Life itself is always something worth celebrating, especially if it’s celebrating the birth of a new one.
However, as wholesome as it is, gender reveal parties are, they play a rather dark role in society and also lately, the environment, as the explosion of colors and release of pounds of confetti in the air has finally taken its toll on our planet.
Over the U.S. Labor Day weekend, two expectant parents didn’t get the party they exactly hoped for as they sparked a wildlife that scorched more than 10,000 acres of land in Southern California.
What was a family event used to navigate gender, identity and life transitions, gender reveal parties has become their own mini-industry over the past few years.

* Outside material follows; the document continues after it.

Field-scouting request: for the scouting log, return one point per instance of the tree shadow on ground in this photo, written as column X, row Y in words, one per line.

Fueled by a never-ending quest of trying to out-do one another as couples, it also presents a bizarre culture of what is considered an attention seeking culture that we live in.
It can all be traced back to 2008, when blogger Jenna Karvunidis cut into a cake at a party, revealing the pink frosting inside it which symbolizes her having a baby girl. Just like that, the modern gender reveal was born.

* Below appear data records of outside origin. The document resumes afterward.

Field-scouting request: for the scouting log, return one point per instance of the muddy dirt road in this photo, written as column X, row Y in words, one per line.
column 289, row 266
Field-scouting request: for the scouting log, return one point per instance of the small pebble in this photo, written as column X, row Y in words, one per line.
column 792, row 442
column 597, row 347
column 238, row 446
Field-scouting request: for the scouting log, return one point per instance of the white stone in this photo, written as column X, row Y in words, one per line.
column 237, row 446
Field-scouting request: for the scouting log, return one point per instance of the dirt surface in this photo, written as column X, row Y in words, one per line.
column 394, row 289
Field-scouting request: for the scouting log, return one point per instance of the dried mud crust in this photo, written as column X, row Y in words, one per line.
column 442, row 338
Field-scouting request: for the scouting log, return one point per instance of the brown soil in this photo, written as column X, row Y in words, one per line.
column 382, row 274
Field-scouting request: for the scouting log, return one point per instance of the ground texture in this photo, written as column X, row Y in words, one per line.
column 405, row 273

In a wild bid to please the world of social media, users may go beyond the extremes such as wrestling alligators or even setting off explosions. So, how did it go from as simple family celebration to these? The reason is an attention economy, which uses the currency of views and likes to make the most out of their time online.
It all aligns with the values of an always-on digital consumer, always scrolling for the next best thing to appear on their feed.
The slightest choice to not having a gender reveal also serves purpose towards social media currency as social media influencer Iskra Lawrence announced on Instagram that she would not have a gender reveal – and included sponsored links to a clothing brand in the post.
Parents sometimes choose to ignore the culture and economics that play to these gender reveal decisions; instead of fuelling and celebrating the mystery behind a baby’s gender, perhaps they should also keep in mind to not fuel a forest fire while at it.